One bit I've found (and others I've heard of) are interested in 'reading' photography in a feminist way, and especially like to tackle the (male) gaze implied by photography.
But what about a feminist practitioner of photography?
I've been coming up against existential difficulties concerning photography because firstly, the most obvious thing about photography is you get to grasp an enormous phallus all day in the pursuit of your (second) favourite hobby!
Indeed, it seems the "lengths" one can go to are limitless.
So that's one problem. Should I enjoy my phallus-bellybutton or seek to disengage it? Of course it's attached to a machine analogous to a gun, it shoots and kills everything it sets its baleful eye on (see Susan Sontag for why photographs are all pictures of death).
There's also the difficulty of "truth" that a photograph apparently conveys - truth being something critiqued by feminist thought along with patriarchy, science, monotheism etc.

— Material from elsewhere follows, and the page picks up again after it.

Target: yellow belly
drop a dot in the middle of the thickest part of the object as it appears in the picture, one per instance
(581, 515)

Having thought about this for quite a while I've come to think that the pinhole camera is much more feminist friendly. It has no phallus-lens but rather an opening, which is revealed to the light coming from the subject with no need for a mechanism (and therefore has no gun-click). The pinhole also needs more time to receive enough light from the scene to create a sufficient chemical reaction on the film. Holding up a flap for between 1 second to several hours seems more personal than shooting a shutter at fractions of a second.

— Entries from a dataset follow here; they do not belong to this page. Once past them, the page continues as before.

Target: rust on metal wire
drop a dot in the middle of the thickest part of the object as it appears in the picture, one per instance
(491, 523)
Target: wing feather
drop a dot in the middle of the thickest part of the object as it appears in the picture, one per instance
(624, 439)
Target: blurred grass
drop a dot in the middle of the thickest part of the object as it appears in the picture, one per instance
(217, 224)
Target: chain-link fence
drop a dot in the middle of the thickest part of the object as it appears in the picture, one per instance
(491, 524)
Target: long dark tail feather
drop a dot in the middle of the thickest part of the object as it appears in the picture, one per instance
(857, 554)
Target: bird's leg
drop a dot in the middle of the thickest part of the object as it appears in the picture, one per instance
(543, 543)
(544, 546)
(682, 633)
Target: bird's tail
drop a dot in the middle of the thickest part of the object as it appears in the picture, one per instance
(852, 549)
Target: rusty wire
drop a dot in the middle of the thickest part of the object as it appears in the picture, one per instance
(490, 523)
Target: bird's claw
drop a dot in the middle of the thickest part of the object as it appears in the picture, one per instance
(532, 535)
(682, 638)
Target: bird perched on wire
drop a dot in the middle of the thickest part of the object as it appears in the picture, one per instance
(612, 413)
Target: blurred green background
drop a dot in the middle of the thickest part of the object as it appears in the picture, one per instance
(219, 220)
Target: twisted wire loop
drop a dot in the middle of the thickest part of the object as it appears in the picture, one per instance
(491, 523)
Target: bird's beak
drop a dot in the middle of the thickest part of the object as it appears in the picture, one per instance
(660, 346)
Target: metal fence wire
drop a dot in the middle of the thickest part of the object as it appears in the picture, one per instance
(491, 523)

It's still a bit fraught, however, since it still involves lifting a flap to "expose" a hole, but at least both camera and subject have to expose themselves to each other rather than the subject being murdered and the camera getting away scot-free.
Also, maybe since pinholes can give varying results and are affected by camera shake, portions that are out of focus and so-on, the photograph produced by a pinhole might not be forced to represent "truth" or "reality" but simply be what it is - an image.
Thanks to my sister I have a pinhole camera ready to go.
Does anybody else have these thoughts?